Bad weather, however, forced a second U.S. aircraft to divert to the Croatian capital, Zagreb, on two separate, unsuccessful attempts to deliver supplies, U.N. officials at Zagreb airport said.
Relief officials fear Bosnia's traditionally harsh winter could claim hundreds of thousands of lives without adequate supplies of food, fuel and materials to repair war-damaged homes.
Meanwhile, the commander of the Bosnian Serbs' air force said he would be "capitulating" if he accepted a flight ban over the republic, as suggested by the West.
On Saturday, Bosnian Serb aircraft bombarded Tesanj and Zenica, both northwest of Sarajevo, Croatian radio reported, citing Bosnian radio.
Almost daily reports of Serb air raids have led Western allies to urge the United Nations to set up a "no-fly" zone for combat flights over Bosnia. President Bush said Friday he backed the proposal and promised to enforce it with military action if necessary.
The growing support for a flight ban is a departure from the West's earlier reluctance to authorize military force for anything but the protection of relief supplies. The international airlift to besieged Sarajevo was suspended Sept. 3 after an Italian relief plane was downed, killing all four crew members.
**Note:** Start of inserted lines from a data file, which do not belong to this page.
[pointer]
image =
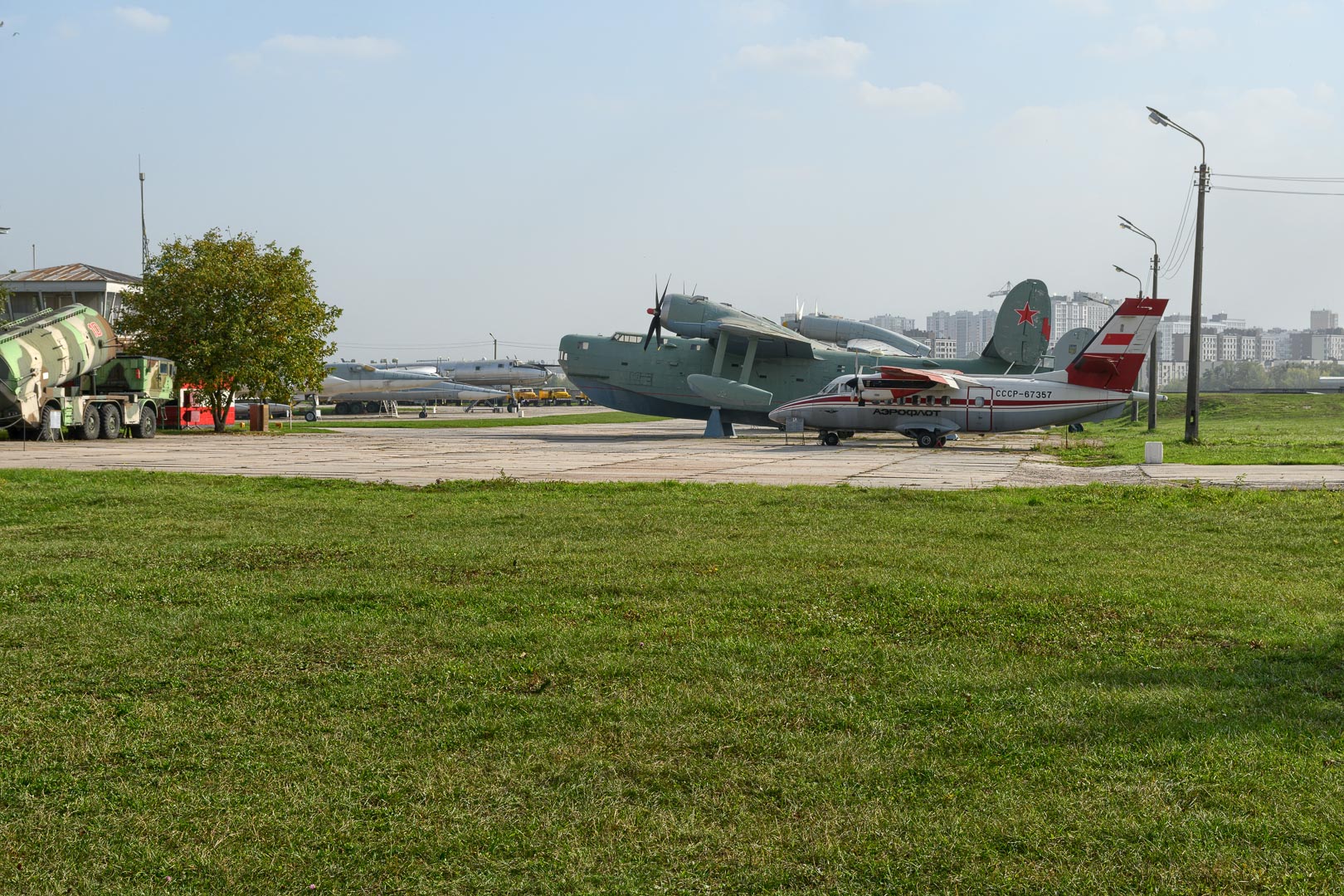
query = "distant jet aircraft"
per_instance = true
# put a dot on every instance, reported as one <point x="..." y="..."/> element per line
<point x="930" y="405"/>
<point x="364" y="382"/>
<point x="422" y="395"/>
<point x="505" y="371"/>
<point x="734" y="367"/>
Bosnian Serb officials vehemently rejected the proposed flight prohibition.
"If the ban is implemented, we will consider the United States as an aggressor and an occupier in Bosnia," said Biljana Plavsic, the top aide to Bosnian Serb leader Radovan Karadzic.
The Serbs have about 40 aircraft the Yugoslav army left when it withdrew from Bosnia earlier this year.
Peace envoys in Geneva have obtained an agreement from the major warring factions to demilitarize parts of Sarajevo.